Kureishi: ‘Immigrants Have No Face, Status or Story’

Published: 2 June 2014

Country: UK

Hanif_Kureishi“Immigrants now have no face, no status, no protection and no story”, declares the writer Hanif Kureishi in an essay for the Guardian Review. He writes that it is becoming impossible to speak up for the immigrant or, more importantly, hear him speak for him or herself. “Everyone, including the most reasonable and sensitive, has made up their mind that the immigrant is everywhere now and he is too much of a problem.

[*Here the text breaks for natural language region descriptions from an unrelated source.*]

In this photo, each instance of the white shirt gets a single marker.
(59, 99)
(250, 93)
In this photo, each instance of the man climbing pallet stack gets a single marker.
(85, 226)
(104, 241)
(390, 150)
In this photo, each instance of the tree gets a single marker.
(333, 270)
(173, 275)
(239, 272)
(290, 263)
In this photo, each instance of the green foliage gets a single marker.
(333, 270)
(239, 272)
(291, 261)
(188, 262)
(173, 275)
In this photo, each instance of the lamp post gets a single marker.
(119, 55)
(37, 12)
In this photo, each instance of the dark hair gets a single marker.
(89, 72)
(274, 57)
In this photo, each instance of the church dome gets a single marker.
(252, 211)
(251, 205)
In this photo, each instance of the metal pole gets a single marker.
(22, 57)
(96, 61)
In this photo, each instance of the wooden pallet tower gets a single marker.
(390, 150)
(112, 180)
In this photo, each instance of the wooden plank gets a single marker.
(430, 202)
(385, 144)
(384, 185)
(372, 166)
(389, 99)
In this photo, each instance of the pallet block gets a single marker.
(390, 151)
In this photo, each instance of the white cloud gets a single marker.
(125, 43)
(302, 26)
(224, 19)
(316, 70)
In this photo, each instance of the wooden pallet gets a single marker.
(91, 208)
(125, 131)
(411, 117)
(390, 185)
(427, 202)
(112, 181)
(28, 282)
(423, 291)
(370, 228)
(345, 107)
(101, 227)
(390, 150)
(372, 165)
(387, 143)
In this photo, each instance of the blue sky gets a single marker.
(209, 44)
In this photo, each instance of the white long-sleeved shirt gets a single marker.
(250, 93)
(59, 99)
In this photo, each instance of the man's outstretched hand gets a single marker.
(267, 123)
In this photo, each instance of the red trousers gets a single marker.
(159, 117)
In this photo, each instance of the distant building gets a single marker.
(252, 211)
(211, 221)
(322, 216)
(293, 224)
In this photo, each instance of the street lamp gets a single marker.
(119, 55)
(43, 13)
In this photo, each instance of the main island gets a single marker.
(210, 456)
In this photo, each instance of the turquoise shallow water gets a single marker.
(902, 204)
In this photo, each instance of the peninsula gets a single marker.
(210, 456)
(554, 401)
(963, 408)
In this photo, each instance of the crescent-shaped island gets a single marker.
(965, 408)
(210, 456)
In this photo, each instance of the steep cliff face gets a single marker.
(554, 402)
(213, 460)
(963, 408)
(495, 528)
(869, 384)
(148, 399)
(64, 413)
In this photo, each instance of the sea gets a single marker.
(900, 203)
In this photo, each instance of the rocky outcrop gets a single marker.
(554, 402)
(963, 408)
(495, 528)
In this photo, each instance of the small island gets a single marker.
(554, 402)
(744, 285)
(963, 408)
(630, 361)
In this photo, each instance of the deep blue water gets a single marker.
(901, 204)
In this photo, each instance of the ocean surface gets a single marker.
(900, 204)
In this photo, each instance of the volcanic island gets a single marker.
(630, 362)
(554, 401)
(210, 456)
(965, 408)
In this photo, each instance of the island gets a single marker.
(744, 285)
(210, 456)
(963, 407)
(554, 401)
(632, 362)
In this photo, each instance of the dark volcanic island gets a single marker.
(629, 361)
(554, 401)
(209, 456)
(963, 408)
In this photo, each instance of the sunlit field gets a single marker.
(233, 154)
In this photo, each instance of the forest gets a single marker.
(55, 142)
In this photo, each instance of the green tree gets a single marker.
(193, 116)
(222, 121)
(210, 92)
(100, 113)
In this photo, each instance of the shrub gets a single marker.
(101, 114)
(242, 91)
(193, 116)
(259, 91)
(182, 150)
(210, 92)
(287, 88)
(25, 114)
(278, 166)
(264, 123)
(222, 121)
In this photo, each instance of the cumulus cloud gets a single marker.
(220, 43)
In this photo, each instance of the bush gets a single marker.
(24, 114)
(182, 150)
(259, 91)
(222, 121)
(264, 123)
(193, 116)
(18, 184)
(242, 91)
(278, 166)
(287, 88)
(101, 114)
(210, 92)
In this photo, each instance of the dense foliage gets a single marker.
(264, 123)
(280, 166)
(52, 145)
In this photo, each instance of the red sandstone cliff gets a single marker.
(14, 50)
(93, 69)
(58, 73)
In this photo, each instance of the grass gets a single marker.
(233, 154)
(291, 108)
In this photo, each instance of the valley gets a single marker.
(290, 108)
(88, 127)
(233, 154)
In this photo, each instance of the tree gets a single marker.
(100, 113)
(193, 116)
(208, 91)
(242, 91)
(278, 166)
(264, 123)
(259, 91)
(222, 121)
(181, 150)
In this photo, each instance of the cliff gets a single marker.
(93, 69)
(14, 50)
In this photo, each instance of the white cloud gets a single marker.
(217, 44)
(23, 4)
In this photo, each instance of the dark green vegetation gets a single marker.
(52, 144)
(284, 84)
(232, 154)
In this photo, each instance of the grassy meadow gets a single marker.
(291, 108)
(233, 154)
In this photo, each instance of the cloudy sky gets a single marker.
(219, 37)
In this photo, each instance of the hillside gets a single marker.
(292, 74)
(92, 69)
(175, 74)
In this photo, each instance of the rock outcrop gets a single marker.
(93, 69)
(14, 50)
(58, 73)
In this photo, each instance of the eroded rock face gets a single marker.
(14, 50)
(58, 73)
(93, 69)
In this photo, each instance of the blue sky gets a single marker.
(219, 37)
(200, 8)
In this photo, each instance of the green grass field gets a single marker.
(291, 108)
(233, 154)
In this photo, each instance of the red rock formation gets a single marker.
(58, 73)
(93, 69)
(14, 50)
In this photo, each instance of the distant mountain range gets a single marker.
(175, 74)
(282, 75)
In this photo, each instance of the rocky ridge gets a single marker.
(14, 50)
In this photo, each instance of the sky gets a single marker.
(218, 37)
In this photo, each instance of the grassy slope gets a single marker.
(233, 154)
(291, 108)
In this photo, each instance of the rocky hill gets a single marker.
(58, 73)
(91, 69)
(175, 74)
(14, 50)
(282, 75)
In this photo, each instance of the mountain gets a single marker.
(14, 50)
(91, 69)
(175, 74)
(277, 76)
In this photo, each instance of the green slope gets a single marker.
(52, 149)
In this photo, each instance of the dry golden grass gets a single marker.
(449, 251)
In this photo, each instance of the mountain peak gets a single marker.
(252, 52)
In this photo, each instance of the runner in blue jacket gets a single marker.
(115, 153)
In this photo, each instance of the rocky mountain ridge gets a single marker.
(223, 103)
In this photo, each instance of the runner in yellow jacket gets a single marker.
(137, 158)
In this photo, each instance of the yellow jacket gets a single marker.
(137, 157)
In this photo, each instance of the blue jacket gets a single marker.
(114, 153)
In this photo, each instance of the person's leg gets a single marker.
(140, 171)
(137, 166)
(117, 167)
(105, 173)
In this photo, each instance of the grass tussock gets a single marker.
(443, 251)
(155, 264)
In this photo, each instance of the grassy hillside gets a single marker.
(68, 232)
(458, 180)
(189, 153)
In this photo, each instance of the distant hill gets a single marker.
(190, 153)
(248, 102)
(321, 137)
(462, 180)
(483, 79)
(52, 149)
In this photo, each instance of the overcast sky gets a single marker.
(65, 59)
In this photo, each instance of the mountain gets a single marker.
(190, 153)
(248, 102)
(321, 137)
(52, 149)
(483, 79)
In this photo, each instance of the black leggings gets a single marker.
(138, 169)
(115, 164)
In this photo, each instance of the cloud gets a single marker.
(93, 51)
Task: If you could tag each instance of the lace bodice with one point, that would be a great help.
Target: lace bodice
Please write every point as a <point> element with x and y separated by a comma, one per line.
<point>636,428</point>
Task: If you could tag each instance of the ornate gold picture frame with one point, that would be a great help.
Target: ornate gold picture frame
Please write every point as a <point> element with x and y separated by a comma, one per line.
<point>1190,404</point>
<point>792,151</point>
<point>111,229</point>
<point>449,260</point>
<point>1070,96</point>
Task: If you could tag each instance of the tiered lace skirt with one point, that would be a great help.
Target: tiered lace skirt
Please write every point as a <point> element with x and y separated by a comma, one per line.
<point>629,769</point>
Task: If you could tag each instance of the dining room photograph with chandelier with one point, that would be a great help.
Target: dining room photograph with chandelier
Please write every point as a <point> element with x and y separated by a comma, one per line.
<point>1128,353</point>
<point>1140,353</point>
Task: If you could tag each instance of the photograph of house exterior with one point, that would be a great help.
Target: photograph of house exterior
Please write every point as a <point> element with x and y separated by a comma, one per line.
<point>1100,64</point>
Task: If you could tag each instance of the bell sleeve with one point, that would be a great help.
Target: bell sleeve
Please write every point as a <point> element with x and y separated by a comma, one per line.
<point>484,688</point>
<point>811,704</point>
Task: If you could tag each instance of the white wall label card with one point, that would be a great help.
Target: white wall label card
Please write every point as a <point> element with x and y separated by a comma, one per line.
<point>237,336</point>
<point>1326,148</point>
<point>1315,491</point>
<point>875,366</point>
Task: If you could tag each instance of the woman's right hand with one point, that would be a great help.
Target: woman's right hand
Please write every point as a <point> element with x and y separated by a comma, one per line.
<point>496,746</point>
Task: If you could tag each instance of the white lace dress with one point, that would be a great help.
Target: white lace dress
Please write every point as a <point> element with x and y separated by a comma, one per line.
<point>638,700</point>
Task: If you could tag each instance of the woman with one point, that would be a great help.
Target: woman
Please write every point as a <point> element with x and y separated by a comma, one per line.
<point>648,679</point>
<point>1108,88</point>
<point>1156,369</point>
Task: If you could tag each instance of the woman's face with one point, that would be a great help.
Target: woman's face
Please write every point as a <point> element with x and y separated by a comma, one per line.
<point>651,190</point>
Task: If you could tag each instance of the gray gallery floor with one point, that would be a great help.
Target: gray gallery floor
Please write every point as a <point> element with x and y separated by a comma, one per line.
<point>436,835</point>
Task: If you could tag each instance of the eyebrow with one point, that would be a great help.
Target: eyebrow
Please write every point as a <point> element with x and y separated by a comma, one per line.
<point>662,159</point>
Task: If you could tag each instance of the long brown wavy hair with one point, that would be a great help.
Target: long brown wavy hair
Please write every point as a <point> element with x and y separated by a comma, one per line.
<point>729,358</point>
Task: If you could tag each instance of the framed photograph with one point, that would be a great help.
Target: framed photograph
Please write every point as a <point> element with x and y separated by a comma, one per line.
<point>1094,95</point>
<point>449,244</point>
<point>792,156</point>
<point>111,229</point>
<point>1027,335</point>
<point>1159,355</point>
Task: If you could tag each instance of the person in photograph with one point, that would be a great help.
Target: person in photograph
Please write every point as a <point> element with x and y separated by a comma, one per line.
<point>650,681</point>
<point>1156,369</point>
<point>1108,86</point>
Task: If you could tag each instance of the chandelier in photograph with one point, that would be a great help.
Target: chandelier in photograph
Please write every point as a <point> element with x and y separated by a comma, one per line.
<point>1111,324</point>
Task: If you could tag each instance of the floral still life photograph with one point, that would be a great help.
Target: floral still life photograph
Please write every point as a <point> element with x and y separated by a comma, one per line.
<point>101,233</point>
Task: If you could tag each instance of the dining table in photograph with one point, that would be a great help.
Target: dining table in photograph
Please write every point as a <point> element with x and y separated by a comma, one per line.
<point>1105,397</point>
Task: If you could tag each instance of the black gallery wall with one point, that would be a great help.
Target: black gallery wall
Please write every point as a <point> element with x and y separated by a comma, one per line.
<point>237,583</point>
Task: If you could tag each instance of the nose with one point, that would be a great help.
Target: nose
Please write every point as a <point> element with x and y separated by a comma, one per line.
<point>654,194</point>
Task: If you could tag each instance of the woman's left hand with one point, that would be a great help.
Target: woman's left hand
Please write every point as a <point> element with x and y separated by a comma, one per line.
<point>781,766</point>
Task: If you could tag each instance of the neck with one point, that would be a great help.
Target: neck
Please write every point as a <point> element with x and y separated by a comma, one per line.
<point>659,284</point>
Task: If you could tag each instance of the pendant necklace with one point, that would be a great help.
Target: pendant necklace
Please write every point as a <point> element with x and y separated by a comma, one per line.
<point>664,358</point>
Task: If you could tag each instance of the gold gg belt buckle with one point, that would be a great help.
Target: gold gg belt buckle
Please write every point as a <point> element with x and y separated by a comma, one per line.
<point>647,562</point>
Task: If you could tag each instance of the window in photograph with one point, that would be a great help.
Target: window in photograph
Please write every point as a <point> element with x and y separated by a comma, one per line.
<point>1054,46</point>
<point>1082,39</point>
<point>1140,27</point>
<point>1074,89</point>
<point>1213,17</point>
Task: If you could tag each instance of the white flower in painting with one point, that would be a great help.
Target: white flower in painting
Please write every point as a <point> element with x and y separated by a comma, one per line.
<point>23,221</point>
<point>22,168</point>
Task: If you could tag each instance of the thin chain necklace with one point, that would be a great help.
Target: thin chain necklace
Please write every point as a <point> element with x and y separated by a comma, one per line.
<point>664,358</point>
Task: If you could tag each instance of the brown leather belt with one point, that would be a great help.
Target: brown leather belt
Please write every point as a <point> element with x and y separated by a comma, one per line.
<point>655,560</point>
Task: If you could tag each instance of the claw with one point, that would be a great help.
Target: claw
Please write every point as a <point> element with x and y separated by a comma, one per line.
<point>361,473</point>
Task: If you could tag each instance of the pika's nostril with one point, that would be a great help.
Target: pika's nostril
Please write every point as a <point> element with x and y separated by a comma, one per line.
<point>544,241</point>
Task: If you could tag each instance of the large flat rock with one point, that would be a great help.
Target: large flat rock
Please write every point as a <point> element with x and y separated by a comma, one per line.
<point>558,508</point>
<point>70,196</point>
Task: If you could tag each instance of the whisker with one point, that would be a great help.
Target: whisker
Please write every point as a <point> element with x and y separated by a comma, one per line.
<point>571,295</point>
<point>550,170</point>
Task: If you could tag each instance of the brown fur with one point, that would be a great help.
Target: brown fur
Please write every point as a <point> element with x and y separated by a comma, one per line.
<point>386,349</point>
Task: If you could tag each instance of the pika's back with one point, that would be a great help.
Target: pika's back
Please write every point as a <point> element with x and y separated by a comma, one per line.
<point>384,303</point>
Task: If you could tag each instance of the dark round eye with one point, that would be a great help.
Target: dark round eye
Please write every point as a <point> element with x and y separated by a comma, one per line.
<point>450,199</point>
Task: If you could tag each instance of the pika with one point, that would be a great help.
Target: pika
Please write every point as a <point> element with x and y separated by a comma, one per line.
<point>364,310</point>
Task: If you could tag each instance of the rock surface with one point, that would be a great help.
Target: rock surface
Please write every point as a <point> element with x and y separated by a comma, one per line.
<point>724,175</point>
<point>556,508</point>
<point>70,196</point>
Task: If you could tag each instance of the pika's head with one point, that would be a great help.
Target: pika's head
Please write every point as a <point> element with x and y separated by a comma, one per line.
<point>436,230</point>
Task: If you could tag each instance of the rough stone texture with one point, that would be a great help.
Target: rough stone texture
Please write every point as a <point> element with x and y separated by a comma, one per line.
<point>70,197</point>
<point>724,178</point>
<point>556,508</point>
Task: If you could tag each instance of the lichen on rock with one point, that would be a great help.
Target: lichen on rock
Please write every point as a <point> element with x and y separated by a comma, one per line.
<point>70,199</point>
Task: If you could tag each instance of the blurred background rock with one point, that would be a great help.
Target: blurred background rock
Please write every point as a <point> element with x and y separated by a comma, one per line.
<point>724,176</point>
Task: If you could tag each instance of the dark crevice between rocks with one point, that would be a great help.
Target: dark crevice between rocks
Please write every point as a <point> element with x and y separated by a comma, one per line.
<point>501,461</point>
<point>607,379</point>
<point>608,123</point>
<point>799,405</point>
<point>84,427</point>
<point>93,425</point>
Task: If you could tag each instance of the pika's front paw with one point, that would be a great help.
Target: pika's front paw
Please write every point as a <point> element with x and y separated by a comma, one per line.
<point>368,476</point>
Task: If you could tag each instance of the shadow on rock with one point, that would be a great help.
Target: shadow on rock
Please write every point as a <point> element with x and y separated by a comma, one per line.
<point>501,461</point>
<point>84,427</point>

Kureishi, the Bromley-born son of an immigrant Pakistani father and an English mother, has long placed issues of race and immigration at the heart of his fiction. His first novel, The Buddha of Suburbia, confronted racial politics head on at a time when immigrants were treated as intruders. Read the Guardian Review essay here.

Kureishi sets out his views on the current immigration debate in a week that has seen immigration pushed to the forefront of political debate after the UK Independence party’s success in the European elections.

The Guardian has published a new data showing that the proportion of Britons who admit to being racially prejudiced has risen since the start of the millennium, raising concerns that growing hostility to immigrants and widespread Islamophobia are setting community relations back 20 years.

The data from the NatCen’s authoritative British Social Attitudes (BSA) survey is in stark contrast to other indicators of social change such as attitudes to same-sex relationships and sex before marriage. By those measures, the UK has become a more accepting, liberal country, writes the Guardian.